Saturday, 19 May 2012

Coast Path walk

As the weather was reasonable, we went to Penarth again for lunch today. Then we walked along the clifftop as far as Sully Bay, passing the substantial concrete remains of World War Two coastal defence positions at Lavernock Point, something I've not visited before. The route has been upgraded, fenced at dangerous points and properly waymarked, all as part of Wales' 870 mile Coastal Path, currently receiving a fresh publicity boost in national news. Several years ago before the path was stabilised, we walked only as far as St Peter's Church Cogan and I got very muddy indeed.
The churchyard wall bears a plaque commemorating Marcon's first ever broadcast in 1897 of a radio signal received at Brean Down on the other side of the Severn Estuary.
The tide was at its lowest during our walk, revealing a two hundred yard pavement of Jurassic rock strata reaching out from the base of the cliffs for a hundred years or so. The worn rock layers form edges and ledges whose pattern seems to imitate the movement of waves coming ashore. Along the steep cliff edge bushes bearing May blossom were in full flourish.

Overlooking Sully Bay is a gun emplacement which was unusually constructed with heavy steel shutters, presumably to keep out the wind and the rain when not in use. The shutters, though much corroded over the past seventy years are still there - one is fused by rust into its guide rails. The other lies within the shelter, torn out of its mountings and thrown to the floor. What the Lufwaffe and dodgy scrap merchants could not manage has been achieved by idle handed idiots incapable of valuing a significant if ugly token of our island history.
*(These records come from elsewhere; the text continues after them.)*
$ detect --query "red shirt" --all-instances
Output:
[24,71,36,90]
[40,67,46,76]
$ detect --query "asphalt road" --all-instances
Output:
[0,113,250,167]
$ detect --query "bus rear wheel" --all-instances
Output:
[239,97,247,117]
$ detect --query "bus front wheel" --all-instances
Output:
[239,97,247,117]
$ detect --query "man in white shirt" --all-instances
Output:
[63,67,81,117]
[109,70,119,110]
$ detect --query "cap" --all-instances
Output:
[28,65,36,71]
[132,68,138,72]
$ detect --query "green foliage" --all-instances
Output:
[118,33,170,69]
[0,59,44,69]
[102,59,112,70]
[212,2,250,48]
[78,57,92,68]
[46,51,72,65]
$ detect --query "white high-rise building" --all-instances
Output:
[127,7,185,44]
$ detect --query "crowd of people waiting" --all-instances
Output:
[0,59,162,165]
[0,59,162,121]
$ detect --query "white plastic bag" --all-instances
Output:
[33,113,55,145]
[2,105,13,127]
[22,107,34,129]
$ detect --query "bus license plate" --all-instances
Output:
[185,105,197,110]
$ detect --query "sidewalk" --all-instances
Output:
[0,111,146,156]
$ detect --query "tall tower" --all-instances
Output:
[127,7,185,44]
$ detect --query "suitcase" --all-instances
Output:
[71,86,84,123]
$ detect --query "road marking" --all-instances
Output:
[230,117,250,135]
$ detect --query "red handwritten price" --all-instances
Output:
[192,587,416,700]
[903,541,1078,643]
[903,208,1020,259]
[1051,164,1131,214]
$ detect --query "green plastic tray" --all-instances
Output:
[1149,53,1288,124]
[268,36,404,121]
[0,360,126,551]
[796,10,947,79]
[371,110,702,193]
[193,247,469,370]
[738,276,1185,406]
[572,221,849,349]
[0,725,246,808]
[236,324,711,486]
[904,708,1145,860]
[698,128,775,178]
Watched the final two episodes of 'The Bridge' after supper. Lots of suspense, the odd snatch of quirky humor but it was hardly worth watching ten episodes of grisly melodrama to see Saga, Ms Robocop finally display a few seconds of normal human emotion. Impressive acting, to have remained stony faced for so long, but the whole thing was ultimately disappointing. The fact that the series used Danish and Swedish languages because of the mise en scène was only capable of entertaining someone adept in Scandinavian languages.